1.  What characteristics of early angiosperms are thought to contribute to their success.
2.  What flower whorl is collectively made up of petals? With which other plant parts are the petals of most flowers homologous?
3.  What is an androecium? Of which flower parts is it composed?

Angiosperms

 
42.2 Flowering plants use animals or wind to transfer pollen between flowers.

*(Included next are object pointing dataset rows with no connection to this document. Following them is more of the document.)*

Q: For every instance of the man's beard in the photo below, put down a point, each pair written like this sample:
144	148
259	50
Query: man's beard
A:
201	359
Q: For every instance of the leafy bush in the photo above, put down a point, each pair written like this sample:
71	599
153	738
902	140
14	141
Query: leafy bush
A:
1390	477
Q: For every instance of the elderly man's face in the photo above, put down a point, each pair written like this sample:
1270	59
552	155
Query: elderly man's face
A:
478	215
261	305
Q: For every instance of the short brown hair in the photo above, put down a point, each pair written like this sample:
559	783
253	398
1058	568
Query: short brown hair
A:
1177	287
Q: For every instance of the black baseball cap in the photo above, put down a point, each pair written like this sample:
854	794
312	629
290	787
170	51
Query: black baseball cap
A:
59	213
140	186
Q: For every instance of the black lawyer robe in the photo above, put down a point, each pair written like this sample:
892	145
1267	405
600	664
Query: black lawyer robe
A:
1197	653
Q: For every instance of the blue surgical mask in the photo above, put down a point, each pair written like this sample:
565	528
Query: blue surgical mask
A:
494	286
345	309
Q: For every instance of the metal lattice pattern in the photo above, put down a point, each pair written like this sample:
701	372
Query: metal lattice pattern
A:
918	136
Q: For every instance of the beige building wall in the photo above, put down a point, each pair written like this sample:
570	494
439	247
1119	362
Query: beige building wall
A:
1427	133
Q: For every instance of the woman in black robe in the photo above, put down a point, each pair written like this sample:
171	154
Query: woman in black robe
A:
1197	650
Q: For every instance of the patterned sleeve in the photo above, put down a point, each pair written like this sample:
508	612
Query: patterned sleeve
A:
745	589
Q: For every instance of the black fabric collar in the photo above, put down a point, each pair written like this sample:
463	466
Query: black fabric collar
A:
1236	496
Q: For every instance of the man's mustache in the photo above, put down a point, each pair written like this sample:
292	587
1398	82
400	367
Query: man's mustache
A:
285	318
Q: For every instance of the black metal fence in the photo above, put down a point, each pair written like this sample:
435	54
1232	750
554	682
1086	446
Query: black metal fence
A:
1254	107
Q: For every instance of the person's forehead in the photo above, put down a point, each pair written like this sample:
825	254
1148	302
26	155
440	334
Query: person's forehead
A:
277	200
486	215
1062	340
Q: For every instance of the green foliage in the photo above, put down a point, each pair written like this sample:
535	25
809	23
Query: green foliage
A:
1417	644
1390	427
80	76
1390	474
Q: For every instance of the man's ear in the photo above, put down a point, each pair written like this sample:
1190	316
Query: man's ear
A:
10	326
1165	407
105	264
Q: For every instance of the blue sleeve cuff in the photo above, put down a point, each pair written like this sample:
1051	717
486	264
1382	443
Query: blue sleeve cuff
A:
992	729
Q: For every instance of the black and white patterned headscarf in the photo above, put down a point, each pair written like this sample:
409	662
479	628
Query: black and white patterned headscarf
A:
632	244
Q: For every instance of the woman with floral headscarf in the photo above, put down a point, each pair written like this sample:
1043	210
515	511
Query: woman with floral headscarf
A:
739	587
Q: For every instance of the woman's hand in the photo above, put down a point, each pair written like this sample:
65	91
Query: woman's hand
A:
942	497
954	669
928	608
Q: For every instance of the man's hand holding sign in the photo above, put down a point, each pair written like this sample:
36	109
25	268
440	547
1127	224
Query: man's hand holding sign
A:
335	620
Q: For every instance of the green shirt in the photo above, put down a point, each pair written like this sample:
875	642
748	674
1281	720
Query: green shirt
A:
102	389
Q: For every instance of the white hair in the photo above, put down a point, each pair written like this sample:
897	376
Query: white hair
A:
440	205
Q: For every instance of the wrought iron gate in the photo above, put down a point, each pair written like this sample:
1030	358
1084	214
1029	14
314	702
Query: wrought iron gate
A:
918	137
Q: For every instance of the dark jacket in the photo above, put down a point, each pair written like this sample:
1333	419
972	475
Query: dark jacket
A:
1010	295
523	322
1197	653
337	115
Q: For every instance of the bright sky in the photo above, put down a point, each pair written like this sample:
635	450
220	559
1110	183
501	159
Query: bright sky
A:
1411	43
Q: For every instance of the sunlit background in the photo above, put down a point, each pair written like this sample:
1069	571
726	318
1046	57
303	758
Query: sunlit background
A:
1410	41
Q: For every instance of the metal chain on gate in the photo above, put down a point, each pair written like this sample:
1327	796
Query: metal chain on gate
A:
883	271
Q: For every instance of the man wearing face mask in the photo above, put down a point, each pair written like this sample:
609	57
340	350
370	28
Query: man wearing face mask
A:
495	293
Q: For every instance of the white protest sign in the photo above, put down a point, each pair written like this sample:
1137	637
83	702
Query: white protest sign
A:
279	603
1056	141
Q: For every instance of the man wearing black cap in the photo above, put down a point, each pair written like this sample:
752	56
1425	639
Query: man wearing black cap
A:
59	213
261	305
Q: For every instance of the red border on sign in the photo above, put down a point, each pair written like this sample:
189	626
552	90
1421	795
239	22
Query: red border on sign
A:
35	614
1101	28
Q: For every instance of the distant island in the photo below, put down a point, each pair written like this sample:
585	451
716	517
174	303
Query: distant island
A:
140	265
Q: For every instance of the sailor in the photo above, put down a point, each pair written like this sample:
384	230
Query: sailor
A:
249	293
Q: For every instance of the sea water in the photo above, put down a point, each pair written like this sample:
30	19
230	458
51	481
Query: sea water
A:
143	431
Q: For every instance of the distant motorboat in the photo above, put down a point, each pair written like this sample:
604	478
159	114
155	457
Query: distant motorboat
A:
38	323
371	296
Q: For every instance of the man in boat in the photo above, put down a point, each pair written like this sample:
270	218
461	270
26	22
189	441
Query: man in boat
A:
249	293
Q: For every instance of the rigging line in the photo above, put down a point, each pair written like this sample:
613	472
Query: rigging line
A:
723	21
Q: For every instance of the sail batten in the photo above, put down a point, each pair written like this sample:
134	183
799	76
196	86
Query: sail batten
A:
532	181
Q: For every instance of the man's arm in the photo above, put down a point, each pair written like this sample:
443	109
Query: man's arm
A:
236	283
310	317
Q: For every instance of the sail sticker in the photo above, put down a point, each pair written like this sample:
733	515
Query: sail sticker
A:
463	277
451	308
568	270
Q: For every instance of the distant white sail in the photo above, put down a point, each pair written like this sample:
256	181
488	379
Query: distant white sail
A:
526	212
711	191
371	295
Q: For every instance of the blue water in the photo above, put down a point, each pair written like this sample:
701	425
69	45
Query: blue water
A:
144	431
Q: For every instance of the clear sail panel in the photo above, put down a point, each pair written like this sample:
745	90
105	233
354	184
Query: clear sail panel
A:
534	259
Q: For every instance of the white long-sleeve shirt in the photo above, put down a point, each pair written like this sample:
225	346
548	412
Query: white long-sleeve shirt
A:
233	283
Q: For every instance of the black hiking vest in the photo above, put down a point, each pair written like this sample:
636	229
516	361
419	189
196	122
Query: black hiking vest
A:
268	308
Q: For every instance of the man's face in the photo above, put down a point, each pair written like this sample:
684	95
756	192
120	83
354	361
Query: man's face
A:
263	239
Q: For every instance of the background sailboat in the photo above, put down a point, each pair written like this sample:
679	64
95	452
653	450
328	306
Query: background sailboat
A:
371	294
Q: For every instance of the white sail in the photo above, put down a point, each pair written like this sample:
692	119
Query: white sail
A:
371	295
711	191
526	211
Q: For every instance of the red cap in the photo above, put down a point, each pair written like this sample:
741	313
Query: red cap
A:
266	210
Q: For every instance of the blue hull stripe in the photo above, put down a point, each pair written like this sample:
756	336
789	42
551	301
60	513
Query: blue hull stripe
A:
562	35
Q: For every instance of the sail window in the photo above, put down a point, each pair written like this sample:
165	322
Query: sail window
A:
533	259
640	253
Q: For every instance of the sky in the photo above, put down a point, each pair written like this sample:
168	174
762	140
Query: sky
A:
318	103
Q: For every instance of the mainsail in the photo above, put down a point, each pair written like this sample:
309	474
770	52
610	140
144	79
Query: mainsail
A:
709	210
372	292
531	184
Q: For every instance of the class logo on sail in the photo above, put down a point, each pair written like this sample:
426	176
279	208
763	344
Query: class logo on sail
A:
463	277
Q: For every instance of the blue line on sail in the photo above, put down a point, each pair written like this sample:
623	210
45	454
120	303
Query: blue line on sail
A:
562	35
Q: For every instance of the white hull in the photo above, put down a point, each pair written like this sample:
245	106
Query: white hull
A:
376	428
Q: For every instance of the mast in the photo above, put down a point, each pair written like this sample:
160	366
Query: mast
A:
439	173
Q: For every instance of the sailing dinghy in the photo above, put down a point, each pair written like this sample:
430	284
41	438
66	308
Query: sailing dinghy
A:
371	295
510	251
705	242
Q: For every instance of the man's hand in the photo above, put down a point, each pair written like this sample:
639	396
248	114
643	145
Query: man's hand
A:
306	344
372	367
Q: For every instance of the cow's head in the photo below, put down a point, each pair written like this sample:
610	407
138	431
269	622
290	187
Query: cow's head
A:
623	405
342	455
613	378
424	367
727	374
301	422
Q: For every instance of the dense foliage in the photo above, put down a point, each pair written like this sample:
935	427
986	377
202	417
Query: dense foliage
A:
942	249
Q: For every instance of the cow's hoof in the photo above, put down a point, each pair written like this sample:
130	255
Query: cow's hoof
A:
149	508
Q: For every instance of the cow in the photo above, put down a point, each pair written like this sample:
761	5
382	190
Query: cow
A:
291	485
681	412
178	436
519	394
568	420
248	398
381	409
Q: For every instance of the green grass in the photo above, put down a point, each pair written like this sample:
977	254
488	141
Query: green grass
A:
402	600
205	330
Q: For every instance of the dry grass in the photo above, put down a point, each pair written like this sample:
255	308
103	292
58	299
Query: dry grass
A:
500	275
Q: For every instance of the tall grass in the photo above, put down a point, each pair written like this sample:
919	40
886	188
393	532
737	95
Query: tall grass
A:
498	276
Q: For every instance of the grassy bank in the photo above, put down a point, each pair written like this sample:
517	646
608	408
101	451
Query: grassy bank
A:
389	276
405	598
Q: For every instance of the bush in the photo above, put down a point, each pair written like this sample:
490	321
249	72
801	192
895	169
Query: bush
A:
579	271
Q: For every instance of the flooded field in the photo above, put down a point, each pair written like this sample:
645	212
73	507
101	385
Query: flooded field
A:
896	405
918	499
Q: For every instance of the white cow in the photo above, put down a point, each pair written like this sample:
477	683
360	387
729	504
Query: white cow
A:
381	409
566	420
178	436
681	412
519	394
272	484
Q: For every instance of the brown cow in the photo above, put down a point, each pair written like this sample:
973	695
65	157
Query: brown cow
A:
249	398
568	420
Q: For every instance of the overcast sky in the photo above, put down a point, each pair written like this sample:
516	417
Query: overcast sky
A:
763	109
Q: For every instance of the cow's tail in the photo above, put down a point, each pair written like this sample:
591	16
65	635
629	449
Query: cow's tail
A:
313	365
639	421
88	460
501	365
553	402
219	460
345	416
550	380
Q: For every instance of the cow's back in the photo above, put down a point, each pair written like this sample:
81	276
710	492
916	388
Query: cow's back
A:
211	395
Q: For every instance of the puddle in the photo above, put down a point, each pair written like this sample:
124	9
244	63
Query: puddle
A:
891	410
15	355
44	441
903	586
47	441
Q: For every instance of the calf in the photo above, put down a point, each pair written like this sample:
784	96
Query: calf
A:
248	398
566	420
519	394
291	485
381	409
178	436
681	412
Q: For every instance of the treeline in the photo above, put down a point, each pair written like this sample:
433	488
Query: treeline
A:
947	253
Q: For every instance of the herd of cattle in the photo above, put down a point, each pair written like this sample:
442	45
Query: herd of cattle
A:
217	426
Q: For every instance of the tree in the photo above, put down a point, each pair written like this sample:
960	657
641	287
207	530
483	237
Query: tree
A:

 Bees are the most frequent and constant pollinators of flowers. Insects often are attracted by the odors of flowers rather than color. Birds are attracted to red flowers, but not odors.
 Self-pollination reduces genetic variability among offspring. Outcrossing increases genetic diversity.
 Outcrossing in different angiosperms is promoted by the separation of stamens and carpels into different flowers, or even into different individuals.

4.  What does it mean if a plant is dichogamous? Of what advantage is it to the plant?
5.  Is it more likely that a flower visited by a social or a solitary bee will become highly specialized toward that bee? Why?

Gamete Formation
Fertilization

 
42.3 Many plants can clone themselves by asexual reproduction.


 In asexual reproduction, plants clone new individuals from portions of adult roots, stems, leaves, or ovules.
 The progeny produced by asexual reproduction are all genetically identical to the parent individual, even when they are produced in the ovules (apomixis).

6.  Why would a plant capable of sexual reproduction reproduce asexually?
7.  You have just cloned a gene responsible for apomixis. Several corn breeders are very interested in your gene. Why?

Asexual Reproduction

 
42.4 How long do plants and plant organs live?


 Plants can live for a single season or thousands of years.
 For annual and biennial plants, reproduction triggers senescence and death.
 Asexually reproducing plants can form clones that cover huge areas and/or live for many thousands of years.
 Plant organs and shoots can senesce and die while the whole plant thrives. Organ senescence is an efficient way to maximize the use of energy resources.

8.  Some plants flower once and die; others flower multiple times, reaching great heights and diameters. What are the relative advantages of the two strategies?
9.  How and why does leaf abscission occur?